Utiliser des cheveux pour prouver l’ingestion de GHB
Une équipe de recherche en chimie – profil criminalistique de l’Université du Québec à Trois-Rivières (UQTR) a recruté des volontaires, la semaine dernière, pour effectuer un prélèvement de cheveu dans le cadre d’un projet de recherche. Le but de l’opération: établir le seuil de concentration moyen de GHB dans les cheveux humains.
«Nous sommes confrontés à une double problématique, souligne André Lajeunesse, professeur au Département de chimie, biochimie et physique. En pratique médico-légale, quand on essaie de détecter des drogues et poisons, les fenêtres de détection sont très courtes. Dans le cas du GHB, la drogue laisse des traces dans le sang durant six à huit heures, alors que dans l’urine, on parle d’une fenêtre de détection entre 12 et 15 heures.»
«Par exemple, si une victime est agressée sous l’influence potentielle du GHB, elle estconfuse, perd conscience, se remet de ses émotions plusieurs heures après. Elle est secouée, a un choc psychologique et le temps qu’elle se décide à le rapporter aux autorités, le temps de détection peut être expiré. L’avantage du cheveu, c’est que la kératine permet de piéger la drogue dans le cheveu», explique M. Lajeunesse.

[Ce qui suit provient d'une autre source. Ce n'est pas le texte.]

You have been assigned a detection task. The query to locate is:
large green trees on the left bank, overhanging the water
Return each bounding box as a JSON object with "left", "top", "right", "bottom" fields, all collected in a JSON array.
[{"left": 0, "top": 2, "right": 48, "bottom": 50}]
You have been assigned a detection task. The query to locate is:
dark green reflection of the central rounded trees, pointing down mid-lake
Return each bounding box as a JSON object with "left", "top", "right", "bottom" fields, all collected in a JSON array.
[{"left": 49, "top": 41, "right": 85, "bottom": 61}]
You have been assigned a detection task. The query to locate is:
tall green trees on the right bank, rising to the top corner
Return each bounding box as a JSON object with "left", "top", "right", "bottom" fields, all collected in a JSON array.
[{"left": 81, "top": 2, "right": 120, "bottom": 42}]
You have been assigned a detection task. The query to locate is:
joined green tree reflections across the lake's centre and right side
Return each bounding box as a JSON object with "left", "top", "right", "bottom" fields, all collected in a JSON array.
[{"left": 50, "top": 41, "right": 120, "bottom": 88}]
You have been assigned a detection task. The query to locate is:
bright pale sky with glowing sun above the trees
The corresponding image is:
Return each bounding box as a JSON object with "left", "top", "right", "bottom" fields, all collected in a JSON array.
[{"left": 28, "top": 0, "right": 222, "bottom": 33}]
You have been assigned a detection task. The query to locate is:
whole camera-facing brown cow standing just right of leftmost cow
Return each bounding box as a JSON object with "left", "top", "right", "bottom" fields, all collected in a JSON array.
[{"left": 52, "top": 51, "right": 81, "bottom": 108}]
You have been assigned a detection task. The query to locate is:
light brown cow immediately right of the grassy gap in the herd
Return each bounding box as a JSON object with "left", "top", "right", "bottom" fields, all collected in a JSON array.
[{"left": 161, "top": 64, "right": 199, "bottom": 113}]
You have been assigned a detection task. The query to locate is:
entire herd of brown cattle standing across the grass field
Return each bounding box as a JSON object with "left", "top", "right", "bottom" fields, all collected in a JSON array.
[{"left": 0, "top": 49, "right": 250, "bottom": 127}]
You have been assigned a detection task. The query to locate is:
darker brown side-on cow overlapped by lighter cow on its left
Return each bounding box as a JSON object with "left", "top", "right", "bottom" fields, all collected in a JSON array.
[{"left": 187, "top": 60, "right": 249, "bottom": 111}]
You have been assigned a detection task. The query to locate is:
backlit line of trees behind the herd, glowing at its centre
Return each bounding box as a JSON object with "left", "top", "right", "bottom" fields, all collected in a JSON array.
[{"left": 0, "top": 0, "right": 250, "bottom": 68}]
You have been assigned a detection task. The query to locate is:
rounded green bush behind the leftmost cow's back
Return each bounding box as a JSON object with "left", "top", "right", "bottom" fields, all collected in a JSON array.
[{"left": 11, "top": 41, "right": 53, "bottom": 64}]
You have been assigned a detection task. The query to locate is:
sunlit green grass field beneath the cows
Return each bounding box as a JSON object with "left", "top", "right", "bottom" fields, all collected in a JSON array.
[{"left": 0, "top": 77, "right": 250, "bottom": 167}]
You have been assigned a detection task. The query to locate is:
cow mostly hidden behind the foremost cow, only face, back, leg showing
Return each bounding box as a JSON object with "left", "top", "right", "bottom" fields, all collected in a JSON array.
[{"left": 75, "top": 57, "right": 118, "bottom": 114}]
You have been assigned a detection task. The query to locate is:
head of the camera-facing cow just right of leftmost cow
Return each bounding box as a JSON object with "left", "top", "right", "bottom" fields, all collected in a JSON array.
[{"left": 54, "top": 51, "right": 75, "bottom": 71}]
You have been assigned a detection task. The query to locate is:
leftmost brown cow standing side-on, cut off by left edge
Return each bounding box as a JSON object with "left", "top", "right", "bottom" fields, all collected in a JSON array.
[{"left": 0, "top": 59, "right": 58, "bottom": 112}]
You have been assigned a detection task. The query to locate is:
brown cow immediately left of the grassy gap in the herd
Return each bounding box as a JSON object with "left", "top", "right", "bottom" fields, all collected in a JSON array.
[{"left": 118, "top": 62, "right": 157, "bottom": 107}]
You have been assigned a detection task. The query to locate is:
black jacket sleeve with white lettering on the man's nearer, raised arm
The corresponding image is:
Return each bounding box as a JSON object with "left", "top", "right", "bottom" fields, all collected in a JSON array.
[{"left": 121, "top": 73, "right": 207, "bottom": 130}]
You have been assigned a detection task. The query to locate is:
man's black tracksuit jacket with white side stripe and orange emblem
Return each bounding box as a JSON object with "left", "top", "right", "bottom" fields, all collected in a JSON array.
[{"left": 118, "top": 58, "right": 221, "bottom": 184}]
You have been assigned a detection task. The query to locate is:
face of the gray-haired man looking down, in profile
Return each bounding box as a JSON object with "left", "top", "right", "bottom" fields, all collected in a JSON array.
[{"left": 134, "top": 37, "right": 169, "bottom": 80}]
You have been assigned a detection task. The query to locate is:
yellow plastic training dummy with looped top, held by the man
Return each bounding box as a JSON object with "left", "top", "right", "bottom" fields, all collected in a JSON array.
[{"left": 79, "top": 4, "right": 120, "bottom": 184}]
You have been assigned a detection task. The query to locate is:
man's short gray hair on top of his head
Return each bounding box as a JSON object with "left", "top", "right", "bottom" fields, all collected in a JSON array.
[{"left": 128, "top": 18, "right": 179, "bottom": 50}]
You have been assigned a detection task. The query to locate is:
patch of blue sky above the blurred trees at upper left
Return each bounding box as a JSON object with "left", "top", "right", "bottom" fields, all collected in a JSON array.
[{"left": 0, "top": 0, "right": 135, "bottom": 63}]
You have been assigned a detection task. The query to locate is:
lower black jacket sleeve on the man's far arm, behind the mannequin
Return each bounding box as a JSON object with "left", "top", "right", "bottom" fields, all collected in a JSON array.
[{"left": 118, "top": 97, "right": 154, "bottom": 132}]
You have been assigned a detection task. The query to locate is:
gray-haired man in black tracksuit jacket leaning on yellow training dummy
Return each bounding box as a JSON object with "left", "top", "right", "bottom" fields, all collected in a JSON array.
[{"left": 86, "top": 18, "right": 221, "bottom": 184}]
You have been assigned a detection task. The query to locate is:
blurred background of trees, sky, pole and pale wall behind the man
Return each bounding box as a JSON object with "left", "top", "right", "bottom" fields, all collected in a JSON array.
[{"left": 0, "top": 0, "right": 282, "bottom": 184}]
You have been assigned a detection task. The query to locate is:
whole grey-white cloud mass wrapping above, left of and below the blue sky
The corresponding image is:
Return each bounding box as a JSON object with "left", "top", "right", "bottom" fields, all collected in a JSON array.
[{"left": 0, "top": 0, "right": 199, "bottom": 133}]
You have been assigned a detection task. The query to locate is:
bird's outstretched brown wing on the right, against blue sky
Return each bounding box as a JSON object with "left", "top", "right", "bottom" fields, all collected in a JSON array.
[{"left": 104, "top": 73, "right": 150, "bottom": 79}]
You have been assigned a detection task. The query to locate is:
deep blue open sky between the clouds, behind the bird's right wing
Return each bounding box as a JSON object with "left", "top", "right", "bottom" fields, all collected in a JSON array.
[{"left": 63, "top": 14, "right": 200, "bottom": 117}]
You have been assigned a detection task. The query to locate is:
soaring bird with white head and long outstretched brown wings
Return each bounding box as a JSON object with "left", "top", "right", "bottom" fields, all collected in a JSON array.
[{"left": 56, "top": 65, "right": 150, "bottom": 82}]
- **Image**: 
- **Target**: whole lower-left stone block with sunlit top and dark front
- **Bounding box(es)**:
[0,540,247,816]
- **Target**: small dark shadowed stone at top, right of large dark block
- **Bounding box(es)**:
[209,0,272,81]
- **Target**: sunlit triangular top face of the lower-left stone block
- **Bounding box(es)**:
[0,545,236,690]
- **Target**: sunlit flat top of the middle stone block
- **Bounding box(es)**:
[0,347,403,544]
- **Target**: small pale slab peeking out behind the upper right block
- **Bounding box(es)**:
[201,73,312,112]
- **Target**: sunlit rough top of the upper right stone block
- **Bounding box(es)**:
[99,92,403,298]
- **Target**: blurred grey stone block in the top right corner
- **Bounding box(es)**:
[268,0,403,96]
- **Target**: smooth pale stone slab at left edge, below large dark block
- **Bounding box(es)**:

Les cheveux poussent d’environ 1,1 centimètre par mois. Dans ce centimètre, on retrouve tout l’historique de ce que la personne a ingéré durant le mois.
«Ça nous permet de reculer dans le passé. On passe d’une courte fenêtre de détection à une période de plusieurs mois. Par ailleurs, le cheveu a l’avantage d’être abondant, facile à prélever, stable et à l’abri de la dégradation par les enzymes et les bactéries», note M. Lajeunesse.
Un ratio important
Comme on sécrète naturellement du GHB, l’équipe de recherche doit distinguer le GHB naturel du synthétique.
Pour ce faire, André Lajeunesse souhaite établir un ratio de concentration du GHB présent naturellement dans le cheveu, ainsi que son métabolite, car lorsque la drogue est ingérée, le ratio va varier, de sorte que la concentration de GHB augmentera, tout comme le métabolite.
M. Lajeunesse et son équipe étudieront également la composition chimique du GHB afin de pouvoir comparer la composition du GHB naturel versus le GHB synthétique, souvent produit à partir de produits chimiques provenant d’hydrocarbures.
«À l’heure actuelle, la plupart des recherches effectuées ont vu le jour en Europe. Le plus difficile, c’est d’établir un protocole assez solide pour amener ça comme pièce à conviction en Cour», précise M. Lajeunesse.
L’équipe de recherche a prélevé des cheveux de différentes couleurs pour comparer le taux moyen de GHB naturel en fonction de la couleur des cheveux. Il est aussi prévu de comparer ce taux entre hommes et femmes.
«Nous avons aussi prélevé des cheveux de personnes âgées. On parle beaucoup d’agressions, mais on assiste aussi à un phénomène avec les personnes âgées victimes de chantage et d’intimidation. Des proches ou des agresseurs les droguent à leur indu pour obtenir de l’argent ou des biens cachés. Les aînés deviennent confus sous l’influence du GHB, donc des proches peuvent profiter de la situation pour modifier le testament, par exemple. Par le prélèvement des cheveux, on pourrait prouver l’ingestion de GHB plusieurs mois plus tard», soutient le professeur-chercheur.
Prochaine étape
«Il faudra ensuite vérifier l’hypothèse avec des cas réels. Je compte visiter des centres de désintoxication pour avoir le consentement de gens qui ont consommé du GHB pour avoir des échantillons positifs. J’ai déjà des contacts avec des enquêteurs qui se sont montré intéressés par les démarches. Je pourrais peut-être prélever des échantillons de cheveux de victimes», conclut M. Lajeunesse.
Le corps humain produit naturellement du GHB qui sert à régulariser les neurotransmetteurs dans le cerveau, particulièrement les endorphines qui sont reliées aux sensations de bien-être. Lorsqu’une personne ingère du GHB synthétique, d’autres symptômes apparaissent, tels que la perte de conscience et un effet anesthésiant.